C'est cette éthique qui structure notre engagement en faveur des soins palliatifs. La vie d'autrui n'est à la disposition de personne. (Applaudissements sur les bancs des groupes UMP et NC. – « À la disposition de soi-même ! » sur les bancs du groupe SRC.)
Le 25/11/2010 à 00:27, Granpierre a dit :
Ceux qui pensent que le débat se cantonne uniquement au choix individuel concernant sa fin de vie se trompent.
En effet, ce choix "individuel" aurait des conséquences collectives, s'il était accepté collectivement.
La conséquence principale serait la diffusion collective de l'idée que certaines vies sont indignes et que ces individus "feraient mieux de se faire euthanasier".
- il a Alzheimer ? Quel idiot, il ferait mieux de se faire euthanasier, c'est si facile de nos jours
- il est trisomique ? Quel idiot, il ferait mieux de se faire euthanasier. D'ailleurs, au passage, on devrait euthanasier aussi ses parents, quels irresponsables de l'avoir laissé naitre !
- il est handicapé ? Ce serait plus simple s'il se faisait euthanasier
Ce processus prendra probablement quelques années, mais finira à coup sur par arriver. Et quand on en sera là, le jugement implacable du regard de l'autre, conjugué aux difficultés économiques ("ah, ce petit vieux, non seulement il bave, mais en plus tu as vu ce qu'il nous coute en soins et en retraite ?") se muera en une pression sociale normative à laquelle qui peut prétendre pouvoir résister ?

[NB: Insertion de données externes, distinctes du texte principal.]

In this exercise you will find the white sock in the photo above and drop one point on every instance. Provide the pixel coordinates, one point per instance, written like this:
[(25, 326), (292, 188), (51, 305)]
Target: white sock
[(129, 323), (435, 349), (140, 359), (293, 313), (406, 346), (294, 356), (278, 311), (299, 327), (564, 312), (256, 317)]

Donner le droit à certains individus de considérer leur vie indigne d'être vécue, c'est considérer collectivement que l'indignité d'une vie existe au point qu'il soit normal de la supprimer.
C'est considérer que les "anormaux" (handicapés, personnes âgées, etc...) ne sont pas dignes de vivre et qu'il serait plus normal qu'ils demandent la mort. C'est un jugement très dur, enfermant, inacceptable. Les sentiments humains nous imposeraient d'aller vers ces personnes pour les aider à supporter leur souffrances ; basculer dans le "droit à l'euthanasie" signera ainsi leur exclusion et leur mise à l'écart.
De quel droit ceux qui demandent à mourrir jetteraient-il l'opprobe sur tous ceux qui sont en marge des canons de la santé ?
Et puisque nous serons vieux un jour, c'est la corde pour nous pendre, que nous tressons aujourd'hui si nous acceptons de considérer que certains feraient mieux de partir.